You are viewing a plain text version of this content. The canonical link for it is here.
Posted to users@kafka.apache.org by shikha sharma <sh...@gmail.com> on 2022/11/14 11:01:51 UTC

Connection issue

Hello,

I am trying to connect to kafka using this command:
orderRawData = spark.readStream \
    .format("kafka") \
    .option("kafka.bootstrap.servers", "18.211.252.152:9092") \
    .option("startingOffsets","earliest") \
    .option("failOnDataLoss", "false") \
    .option("subscribe", "real-time-project") \
    .load()

It is giving me error as:

'Failed to find data source: kafka.
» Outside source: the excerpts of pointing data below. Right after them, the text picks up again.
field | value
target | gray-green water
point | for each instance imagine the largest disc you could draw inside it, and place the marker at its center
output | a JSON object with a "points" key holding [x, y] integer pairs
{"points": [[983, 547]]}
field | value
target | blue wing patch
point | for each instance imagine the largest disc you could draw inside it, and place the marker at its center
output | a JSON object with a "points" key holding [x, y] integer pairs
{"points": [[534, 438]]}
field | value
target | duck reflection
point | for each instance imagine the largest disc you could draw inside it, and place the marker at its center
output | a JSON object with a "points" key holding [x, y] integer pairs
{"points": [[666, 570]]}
Please deploy the application as
per the deployment section of "Structured Streaming + Kafka
Integration Guide".;'
Traceback (most recent call last):
  File "/usr/lib/spark/python/lib/pyspark.zip/pyspark/sql/streaming.py",
line 400, in load
    return self._df(self._jreader.load())
  File "/usr/lib/spark/python/lib/py4j-0.10.7-src.zip/py4j/java_gateway.py",
line 1257, in __call__
    answer, self.gateway_client, self.target_id, self.name)
  File "/usr/lib/spark/python/lib/pyspark.zip/pyspark/sql/utils.py",
line 69, in deco
    raise AnalysisException(s.split(': ', 1)[1], stackTrace)
pyspark.sql.utils.AnalysisException: 'Failed to find data source:
kafka. Please deploy the application as per the deployment section of
"Structured Streaming + Kafka Integration Guide".;'




could you please help me with this.

Re: Connection issue

Posted by Luke Chen <sh...@gmail.com>.
Hi shikha,

I think you should ask in Spark community.

Thanks
Luke

On Tue, Nov 15, 2022 at 3:17 AM shikha sharma <sh...@gmail.com>
wrote:

> Hello,
>
> I am trying to connect to kafka using this command:
> orderRawData = spark.readStream \
>     .format("kafka") \
>     .option("kafka.bootstrap.servers", "18.211.252.152:9092") \
>     .option("startingOffsets","earliest") \
>     .option("failOnDataLoss", "false") \
>     .option("subscribe", "real-time-project") \
>     .load()
>
> It is giving me error as:
>
> 'Failed to find data source: kafka. Please deploy the application as
> per the deployment section of "Structured Streaming + Kafka
> Integration Guide".;'
> Traceback (most recent call last):
>   File "/usr/lib/spark/python/lib/pyspark.zip/pyspark/sql/streaming.py",
> line 400, in load
>     return self._df(self._jreader.load())
>   File
> "/usr/lib/spark/python/lib/py4j-0.10.7-src.zip/py4j/java_gateway.py",
> line 1257, in __call__
>     answer, self.gateway_client, self.target_id, self.name)
>   File "/usr/lib/spark/python/lib/pyspark.zip/pyspark/sql/utils.py",
> line 69, in deco
>     raise AnalysisException(s.split(': ', 1)[1], stackTrace)
> pyspark.sql.utils.AnalysisException: 'Failed to find data source:
> kafka. Please deploy the application as per the deployment section of
> "Structured Streaming + Kafka Integration Guide".;'
>
>
>
>
> could you please help me with this.
>